WADA has admitted that science has outpaced its regulations regarding clenbuterol. “We acknowledge that the clenbuterol meat contamination issue is unsatisfactory”, said Olivier Niggli, WADA’s Director General, in a statement. “Accordingly, since 2011, the Agency has carried out several research studies aimed at providing analytical means to distinguish ingestion of clenbuterol by pharmacological origin versus that of meat contamination. We will continue to invest in scientific research to try to solve this issue as quickly as possible. However, in the meantime, we maintain that disciplinary proceedings against athletes with low level urinary concentrations, from countries known for significant risk of exposure, would have little to no prospect of success; and, would be very unfair to the athletes concerned.”

WADA does have rules with certain compounds where if the concentration found is less than 10% of the amount required to produce a physical effect, then an AAF is not recorded. These are known as threshold substances. Yet there are many substances on the Prohibited List that are not threshold substances – including probenecid and cocaine. Niggli’s above statement could easily be applied to AAFs for tiny quantities of those substances as well.

The Roberts case once again raises the question of whether more substances on the WADA Prohibited List should be subject to such threshold limits. Scientific advances mean that substances can be detected in ever smaller amounts in an athlete’s sample. Yet WADA’s regulations dictate that any amount at all constitutes an AAF.

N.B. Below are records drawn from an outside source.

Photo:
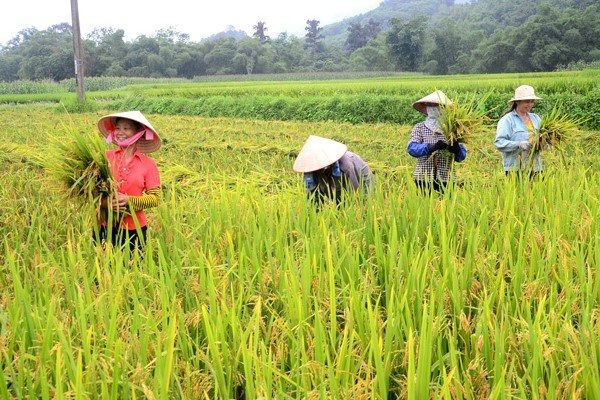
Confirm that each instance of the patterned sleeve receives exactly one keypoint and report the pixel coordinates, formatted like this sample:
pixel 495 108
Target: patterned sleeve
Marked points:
pixel 149 199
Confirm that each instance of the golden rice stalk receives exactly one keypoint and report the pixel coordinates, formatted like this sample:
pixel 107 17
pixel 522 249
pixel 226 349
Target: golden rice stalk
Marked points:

Yes, it is possible that allowing such a ‘get out’ could enable athletes to fabricate stories regarding contamination. Yes, it is possible that such levels could be the result of earlier ingestion of a larger amount of that substance. This is the reason we have arbitration panels and the CAS; to decide whether the evidence supports such theories. Yet according to a strict interpretation of sport’s current regulations, any level can result in an ADRV. The article above is intended to highlight the arguments why such blanket bans need to be reassessed, to protect athletes from being unfairly sanctioned.

If an athlete cannot prove that they were at no fault or negligence for how a substance entered their system, is it fair that they should be sanctioned for a minute concentration of a substance that has no effect on their physiology or performance? It is perhaps time to have that debate.

In Roberts’ case, all parties agreed that the amount of probenecid in his sample was not enough to produce a masking effect. Yet he faced a costly and time-consuming proceeding due to a trace AAF, which damaged his reputation and caused him to withdraw from the International Association of Athletics Federations (IAAF) World Relays and the Penn Relays. If his story is true – and the American Arbitration Association opines that it is – then, as well as being a waste of time and money, any imposed sanction would be grossly unfair on the athlete.